RewriteCond %{HTTP_USER_AGENT} Mobile Safari/[0-9.]+ OPR [OR]
RewriteCond %{HTTP_USER_AGENT} Opera Mini [OR]
RewriteCond %{HTTP_USER_AGENT} OPiOS/[0-9.]+ Mobile/\w+ Safari
RewriteRule ^ - [E=opera_mini:true]

lucy24

5:36 pm on Feb 22, 2021 (gmt 0)

WebmasterWorld Senior Member 10+ Year Member Top Contributors Of The Month



[0-9.]+
Since there is no capture and no closing anchor, all you need in this location is
[0-9]
or
\d
If you did need the entire version number, it should probably be expressed as
[0-9][0-9.]+
or
\d[\d.]+
because a leading . has got to be bogus. As always, the choice between [0-9] and \d is purely a matter of personal coding style.

I re-checked “Opera Mini” in logs. I get a lot of this kind of thing (picking one at random):
"Opera/9.80 (MAUI Runtime; Opera Mini/4.4.33576/179.156; U; en) Presto/2.12.423 Version/12.16"
with no indication of OS, such as Android or iPthingy. And there are a surprising lot of them, to all appearances human.

csdude55

6:57 pm on Feb 22, 2021 (gmt 0)

WebmasterWorld Senior Member 10+ Year Member Top Contributors Of The Month



As always, the choice between [0-9] and \d is purely a matter of personal coding style.
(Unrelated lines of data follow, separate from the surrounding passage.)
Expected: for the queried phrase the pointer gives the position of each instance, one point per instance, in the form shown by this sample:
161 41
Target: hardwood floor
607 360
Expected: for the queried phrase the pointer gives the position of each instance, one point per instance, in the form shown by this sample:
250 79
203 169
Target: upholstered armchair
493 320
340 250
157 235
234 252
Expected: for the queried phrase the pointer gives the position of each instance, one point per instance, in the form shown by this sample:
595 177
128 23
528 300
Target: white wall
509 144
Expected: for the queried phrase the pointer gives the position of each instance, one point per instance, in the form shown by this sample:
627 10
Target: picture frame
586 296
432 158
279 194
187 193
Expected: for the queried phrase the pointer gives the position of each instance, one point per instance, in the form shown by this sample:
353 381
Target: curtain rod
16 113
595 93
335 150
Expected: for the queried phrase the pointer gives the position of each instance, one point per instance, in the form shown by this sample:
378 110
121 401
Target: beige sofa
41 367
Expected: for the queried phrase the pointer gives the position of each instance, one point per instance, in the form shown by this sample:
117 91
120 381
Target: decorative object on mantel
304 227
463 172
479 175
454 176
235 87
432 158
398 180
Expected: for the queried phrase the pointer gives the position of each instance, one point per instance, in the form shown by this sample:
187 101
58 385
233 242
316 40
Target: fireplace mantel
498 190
For me it's generally easier to recognize [0-9] than \d, but for the last year or so I've gotten in the habit of using \regex in PHP when I can to minimize the size of the file. In Apache, though, I use [regex] for readability.

I had read a few years ago that [regex] was faster to process, but my benchmarks in PHP have shown them to be identical. So I guess it really is just personal preference :-)
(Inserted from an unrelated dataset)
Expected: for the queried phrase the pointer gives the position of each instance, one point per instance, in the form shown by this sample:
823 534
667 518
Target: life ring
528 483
I re-checked “Opera Mini” in logs. I get a lot of this kind of thing (picking one at random):

I had never seen Presto before, but apparently that's exclusively an Opera Mobile / Opera Mini thing:

[deviceatlas.com...]

If it matters to you, then I'm relatively sure that it will be Android since it doesn't include iWhatever. But Opera seems to be big on secrecy, so I wouldn't be surprised for it to change that drastically in the near future.